Additionally, the SHAP analysis revealed an extra factor that had not been previously emphasized: the presence of customers with a number of products equal to 2. Since this variable is represented in binary form, and there is a considerable predominance of customers with this value who did not leave the bank, this attribute becomes significantly relevant in explaining the model’s predictive behavior.

Conclusion

This study aimed to analyze the dataset of a European banking institution with the purpose of training a machine learning model capable of predicting which customers are likely to leave the company (churn) and identifying the possible factors that contribute to this decision.

Early in the project, a critical issue was identified: all customers who had submitted complaints ended up terminating their relationship with the bank. From an analytical standpoint, this variable introduced a significant bias, disproportionately simplifying the identification of customers prone to churn. For this reason, this column was excluded from the analysis. Furthermore, it is recommended that the institution conduct a deeper investigation within the departments responsible for customer service and issue resolution to better understand the underlying causes of these complaints.

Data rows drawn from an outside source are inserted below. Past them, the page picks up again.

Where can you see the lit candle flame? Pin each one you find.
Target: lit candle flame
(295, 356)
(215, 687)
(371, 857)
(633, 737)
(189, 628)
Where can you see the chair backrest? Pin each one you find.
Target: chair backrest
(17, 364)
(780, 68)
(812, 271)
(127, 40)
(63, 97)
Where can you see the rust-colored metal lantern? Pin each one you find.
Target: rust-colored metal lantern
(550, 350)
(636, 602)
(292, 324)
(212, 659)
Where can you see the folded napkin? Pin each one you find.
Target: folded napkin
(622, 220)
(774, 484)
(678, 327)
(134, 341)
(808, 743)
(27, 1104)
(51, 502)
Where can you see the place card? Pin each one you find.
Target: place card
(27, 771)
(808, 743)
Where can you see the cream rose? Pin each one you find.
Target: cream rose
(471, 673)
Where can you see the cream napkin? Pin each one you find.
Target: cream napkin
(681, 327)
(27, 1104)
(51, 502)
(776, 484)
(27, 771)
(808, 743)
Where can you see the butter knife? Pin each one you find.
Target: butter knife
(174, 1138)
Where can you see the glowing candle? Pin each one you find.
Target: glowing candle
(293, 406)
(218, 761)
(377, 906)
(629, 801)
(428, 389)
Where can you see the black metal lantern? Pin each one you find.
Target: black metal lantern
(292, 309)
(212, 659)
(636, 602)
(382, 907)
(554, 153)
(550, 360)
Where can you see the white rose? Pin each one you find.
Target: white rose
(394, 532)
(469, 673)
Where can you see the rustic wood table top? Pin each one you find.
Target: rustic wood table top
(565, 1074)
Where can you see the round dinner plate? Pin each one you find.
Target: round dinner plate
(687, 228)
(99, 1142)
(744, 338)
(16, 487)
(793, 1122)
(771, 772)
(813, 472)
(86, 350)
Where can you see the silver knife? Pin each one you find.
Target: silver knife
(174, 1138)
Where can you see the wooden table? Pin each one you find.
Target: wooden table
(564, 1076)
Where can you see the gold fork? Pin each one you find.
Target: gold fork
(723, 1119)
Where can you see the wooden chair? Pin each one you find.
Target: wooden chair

After data preprocessing, a DataFrame was created as described in the methodology, and six validation experiments were conducted. The results obtained showed exceptionally high metrics, which contrasts with the challenges commonly observed in real-world scenarios. This raises the hypothesis that the dataset creator may have introduced some form of bias, resulting in models with near-perfect performance.

Given this context, the XGBoost model was selected for the production phase, as it achieved evaluation metrics very close to the best-performing model (CatBoost), but with a significantly lower execution time, making it more suitable for deployment in production environments. At the end of the project, interpretability techniques also made it possible to identify the variables with the greatest impact on customer classification.